Monday, September 22, 2008

But for Today, Summer and Autumn Were Friends

There are some days that are so completely full of beauty, that they must be marked with care and delight. Today was such a day.

Hannah and I started our three-mile run in the late afternoon. A glance to the right of our path showed that the corn harvester had started its circular rounds to capture the yellowed ears of corn that summer had meticulously wrapped in green packaging and autumn had carefully tied with brown silk ribbons. Only two or three circles had been completed by the machinery, and so, in striking contrast, the green and live plants stood towering over the down-trodden golden stalks that had already yielded the gift of their harvest.

The sun was at that exactly obtuse angle in the horizon where the green and yellow and orange hues are scattered so professionally that every molecule of the air seems to dance with color. And, yes, the air was perfectly warm and cool at the same time, almost as if summer and autumn had declared a truce and agreed to shake hands peacefully, forgetting last evening's loud war with its cruel weapons of thunderclouds and lightning bolts. The air retained just the right proportion of water - wet enough to soothe the lungs as it passed in and out with the increased pace that followed the clip of our footsteps against the ground, but dry enough to wick away any trace of wetness that threatened to gather on the skin as we ran.
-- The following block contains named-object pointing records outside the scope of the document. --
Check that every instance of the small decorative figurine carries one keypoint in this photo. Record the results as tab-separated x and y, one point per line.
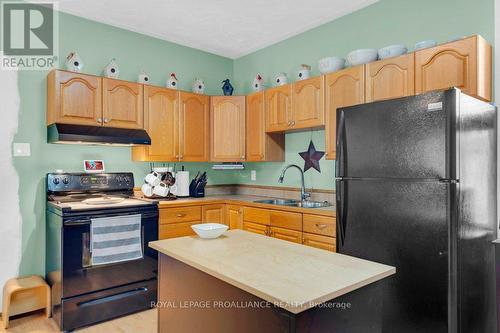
111	70
227	88
143	77
258	83
281	79
172	81
305	72
198	86
74	62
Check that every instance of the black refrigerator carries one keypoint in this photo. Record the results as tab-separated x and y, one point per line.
416	189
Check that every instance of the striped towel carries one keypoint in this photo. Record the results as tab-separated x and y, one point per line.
115	239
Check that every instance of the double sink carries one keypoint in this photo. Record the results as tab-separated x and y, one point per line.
295	203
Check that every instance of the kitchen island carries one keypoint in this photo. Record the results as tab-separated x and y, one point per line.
247	283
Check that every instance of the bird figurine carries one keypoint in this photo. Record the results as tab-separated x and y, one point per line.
227	88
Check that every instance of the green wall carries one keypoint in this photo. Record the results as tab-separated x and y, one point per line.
383	23
97	44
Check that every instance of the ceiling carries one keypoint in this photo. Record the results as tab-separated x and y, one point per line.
228	28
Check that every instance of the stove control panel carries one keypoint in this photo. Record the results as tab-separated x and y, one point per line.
80	182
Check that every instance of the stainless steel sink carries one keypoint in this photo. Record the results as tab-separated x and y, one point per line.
295	203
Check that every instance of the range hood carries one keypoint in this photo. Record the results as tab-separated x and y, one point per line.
96	135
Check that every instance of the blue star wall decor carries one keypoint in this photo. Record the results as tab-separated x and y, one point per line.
312	157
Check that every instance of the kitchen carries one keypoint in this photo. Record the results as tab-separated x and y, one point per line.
97	43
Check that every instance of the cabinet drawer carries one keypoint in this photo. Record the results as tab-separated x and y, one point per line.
321	225
286	220
173	230
286	234
320	242
256	215
255	227
180	214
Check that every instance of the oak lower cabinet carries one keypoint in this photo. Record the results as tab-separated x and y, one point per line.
308	100
161	118
342	88
214	214
261	146
194	127
278	104
74	98
390	78
227	119
122	104
465	64
234	216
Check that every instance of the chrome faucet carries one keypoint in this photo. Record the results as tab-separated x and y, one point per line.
303	194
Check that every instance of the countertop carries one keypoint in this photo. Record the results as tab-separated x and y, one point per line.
289	275
243	200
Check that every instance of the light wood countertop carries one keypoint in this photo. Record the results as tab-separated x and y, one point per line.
289	275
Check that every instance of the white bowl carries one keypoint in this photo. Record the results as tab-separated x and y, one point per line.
392	51
425	44
209	230
330	64
362	56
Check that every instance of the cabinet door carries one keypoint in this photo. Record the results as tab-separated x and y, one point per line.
194	127
161	119
73	98
343	88
390	78
465	64
213	214
255	227
261	146
277	103
227	117
286	234
122	104
320	242
234	216
308	109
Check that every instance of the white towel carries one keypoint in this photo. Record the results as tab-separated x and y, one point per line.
115	239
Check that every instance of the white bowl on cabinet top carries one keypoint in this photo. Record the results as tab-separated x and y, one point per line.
362	56
209	230
392	51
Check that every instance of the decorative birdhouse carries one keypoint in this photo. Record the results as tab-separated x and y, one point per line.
143	77
227	88
73	62
198	86
305	72
281	79
111	70
258	83
172	81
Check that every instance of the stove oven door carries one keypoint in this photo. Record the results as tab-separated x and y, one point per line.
80	277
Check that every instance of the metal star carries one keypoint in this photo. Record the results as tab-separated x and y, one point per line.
312	157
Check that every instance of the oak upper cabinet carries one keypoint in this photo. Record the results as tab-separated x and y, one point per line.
122	104
277	105
342	88
390	78
261	146
214	214
194	127
308	103
161	121
227	118
465	64
73	98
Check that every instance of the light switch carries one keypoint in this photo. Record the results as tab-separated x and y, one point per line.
21	149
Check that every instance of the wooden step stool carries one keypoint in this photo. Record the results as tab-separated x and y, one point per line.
25	294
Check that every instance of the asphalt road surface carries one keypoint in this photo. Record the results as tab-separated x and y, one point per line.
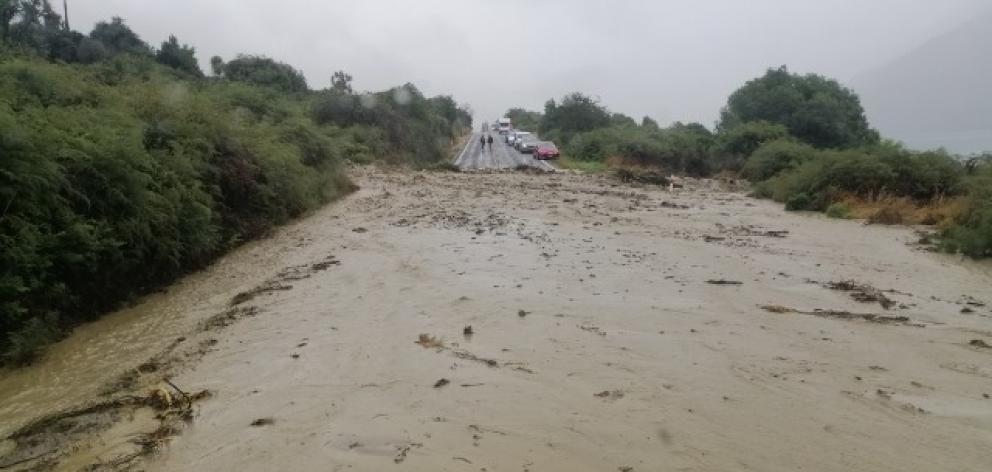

The road took us through a serene pasture where bucolic cows stood calmly, unaware that autumn will soon break friendship with summer and betray their field to winter's death. But today, even the yellowing grass, not richly green but certainly not a crackled brown, understood that summer and autumn were presently friends.

Shaded trees stretched over the road that passed through the residential area of our running trail. The leaves were showing their first hints of yellow, not yet having surrendered fully to the coming oranges and reds that will eventually crown their noble descent ground-ward to leave our running path without a canopy.

We passed over a small creek, still busily returning water to the rivers, reminding us that even as recently as last night, summer and autumn had collided to drench the land with rain.

It was a day to be captured, to be framed if at all possible. It was a picture to be remembered on that awful day when autumn abandons its flirtatious courtship with summer, only to find itself conquered by the sterile cold of winter.

But for today, summer and autumn were friends, and their handshake, fleeting as it will be, set all the countryside alive with joy.